Macroconfocals are systems built for confocal imaging of larger specimens such as insects or plant materials. They are equipped with macroobjectives which allow sharp wide-field confocal imaging.

Nikon vertical macroconfocal (AZ-C2 vertical)
Front side of vertica macroconfocal Nikon AZ-C2 at UPSC.Front side of vertica macroconfocal Nikon AZ-C2 at UPSC.Sample holder at vertical macroconfocal AZ-C2.Sample holder.Arabidopsis root cell walls stained with propidium iodine and nuclei with DAPI.Arabidopsis root cell walls stained with propidium iodine and nuclei with DAPI.

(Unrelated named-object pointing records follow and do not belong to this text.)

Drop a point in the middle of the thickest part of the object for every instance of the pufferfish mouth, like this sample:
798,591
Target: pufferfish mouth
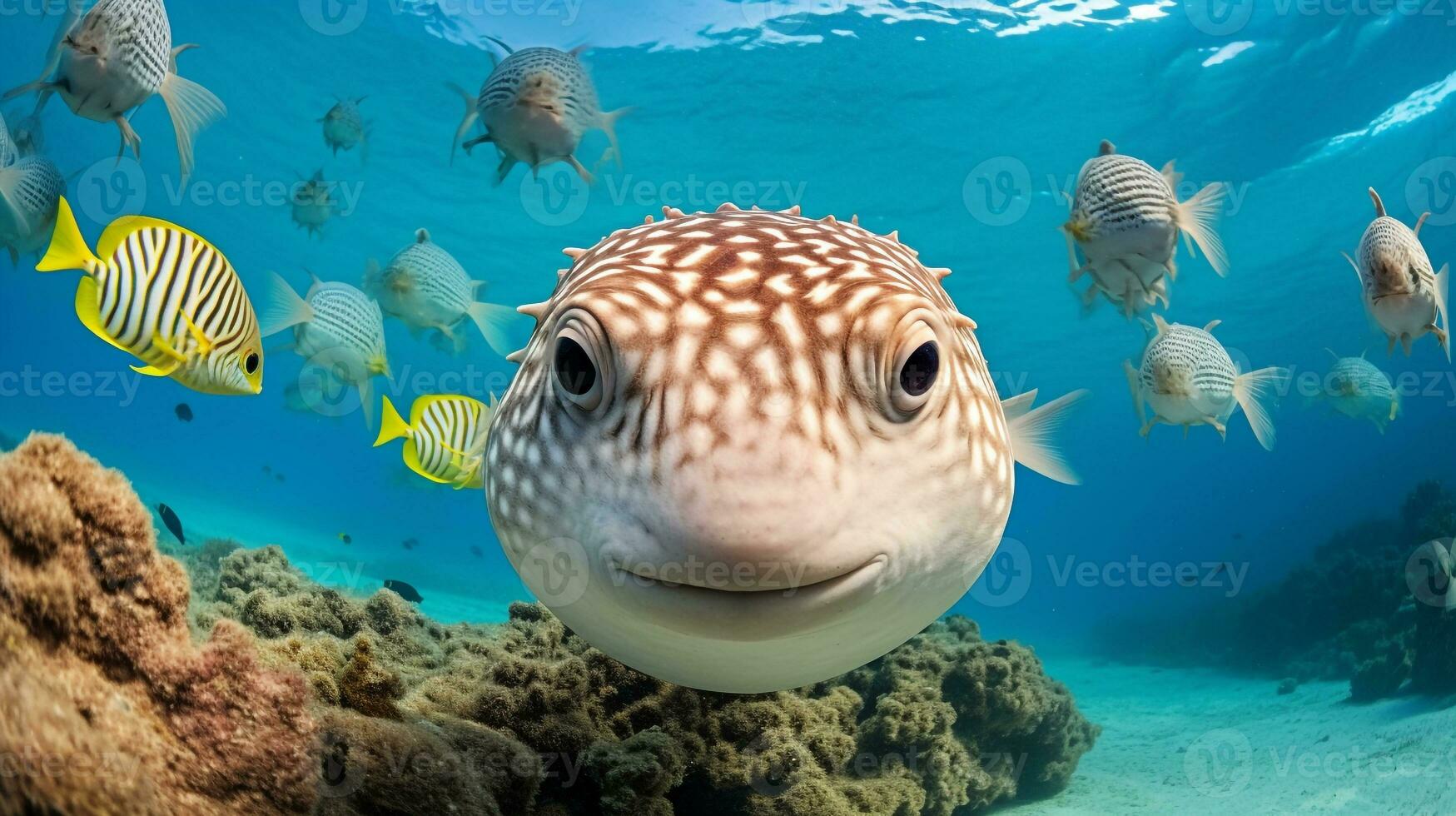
753,611
742,579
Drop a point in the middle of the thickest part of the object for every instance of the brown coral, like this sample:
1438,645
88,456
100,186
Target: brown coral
99,681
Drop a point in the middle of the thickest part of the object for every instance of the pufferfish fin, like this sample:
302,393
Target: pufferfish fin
1018,406
1031,440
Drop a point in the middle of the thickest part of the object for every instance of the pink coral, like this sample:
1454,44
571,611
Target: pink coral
101,685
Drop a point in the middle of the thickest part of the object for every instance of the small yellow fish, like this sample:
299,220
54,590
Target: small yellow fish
445,437
166,296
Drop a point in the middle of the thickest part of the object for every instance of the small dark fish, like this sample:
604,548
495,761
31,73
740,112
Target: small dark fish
404,590
172,522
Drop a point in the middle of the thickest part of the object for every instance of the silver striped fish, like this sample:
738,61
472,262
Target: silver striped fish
1357,390
336,328
116,57
765,448
536,105
1189,379
166,296
344,127
427,289
1126,219
1403,291
445,437
7,149
313,203
29,197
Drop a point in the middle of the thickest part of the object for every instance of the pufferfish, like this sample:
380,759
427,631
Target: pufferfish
116,57
336,328
1357,390
31,192
1189,379
344,128
536,105
781,442
1126,217
427,289
165,295
1401,289
313,203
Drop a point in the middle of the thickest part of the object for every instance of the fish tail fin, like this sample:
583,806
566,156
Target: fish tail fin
493,320
470,116
367,401
1136,386
286,309
1031,437
392,425
1444,280
1257,392
191,108
67,248
1197,219
609,124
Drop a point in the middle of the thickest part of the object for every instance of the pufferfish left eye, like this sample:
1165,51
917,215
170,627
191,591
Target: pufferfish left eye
915,369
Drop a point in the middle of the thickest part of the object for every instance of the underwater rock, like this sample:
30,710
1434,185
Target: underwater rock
408,716
1380,675
1433,641
435,765
367,687
98,670
945,723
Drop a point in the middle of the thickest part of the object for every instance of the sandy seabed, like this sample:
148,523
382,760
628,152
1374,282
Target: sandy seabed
1193,740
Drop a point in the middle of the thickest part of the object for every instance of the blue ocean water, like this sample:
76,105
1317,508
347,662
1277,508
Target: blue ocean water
958,124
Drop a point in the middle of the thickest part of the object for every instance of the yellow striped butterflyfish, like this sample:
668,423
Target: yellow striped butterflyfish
445,437
166,296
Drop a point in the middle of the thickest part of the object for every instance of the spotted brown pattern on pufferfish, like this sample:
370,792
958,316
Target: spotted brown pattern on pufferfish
727,391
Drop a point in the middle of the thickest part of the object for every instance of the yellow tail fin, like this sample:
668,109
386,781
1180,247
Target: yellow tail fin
392,427
67,250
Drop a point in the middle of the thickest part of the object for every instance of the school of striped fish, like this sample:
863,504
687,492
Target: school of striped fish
688,381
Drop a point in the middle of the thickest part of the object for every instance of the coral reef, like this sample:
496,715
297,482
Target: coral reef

This macroconfocal is specially built for imaging of plants in gravity on 12 x 12 cm agar plates or standard slides. The system is equipped with a AZ100 horisontally mounted macroscope with option of  2x/0.2 WD 45 mm or 5x/0.5 WD 15 mm DIC  macroobjectives, a zoom range of 1-8x and diascopic or epifluorescent light (CFP, GFP, YFP and RFP) options. The samples are placed in a humidifying chamber to minimize sample drying. In addition the stage is motorized in XYZ and there is a macromanipulation holder attached to the stage. The macroscope is attached to a C2 confocal that is equipped with 405, 458/488/514, 561 nm laser lines. In addition, the system is equipped with both a filter detection system and a spectral detection system in addition to a transmission detector. This macroconfocal can be used for multicolor imaging, linear unmixing, 3D imaging, tile scans, time lapse studies, multiposition scanning, colocalization studies etc.
The confocal is located in room KB.K2 (B2.18.51). This instrument is operated on an hourly fee basis. You are allowed to use this confocal only after passing a mandatory introduction! A basic introduction to this instrument usually takes two sessions of 2-3 h or more and each introduction is maximized to two participants. For introduction or other questions regarding this instrument, please contact Anna Gustavsson.

Analysis computers:
To alleviate the using time at the microscopes and allow data analysis with the software available at the microscopes, there are two off-site image analysis computers in the room inside the confocals. These computers are connected to the image servers so that the acquired images can be easily reached.
Computer #1: This computer has software for Zeiss ZEN black 2010, Image J, Leica LAS, photoshop and windows office.
Computer #2: This computer has software for PicoQuant SymPhoTime 1+2 for data analysis of FLIM, FLIM-FRET, FCS and FCCS. Full version of Arivis vision 3D and 4D for fast visualization and analysis of multi-dimensional images. Computers are located in room KB.K2 (B2.18.51).

Data storage on microscope server:
The data must not be stored on any of the microscopes or the analysis computers for long time as space is limited on these systems. Please move all data to the dedicated UPSC microscope server. For access to this server, contact Simon Birve. Do not contaminate the computers with viruses (high risk when using USB sticks or external hard drives).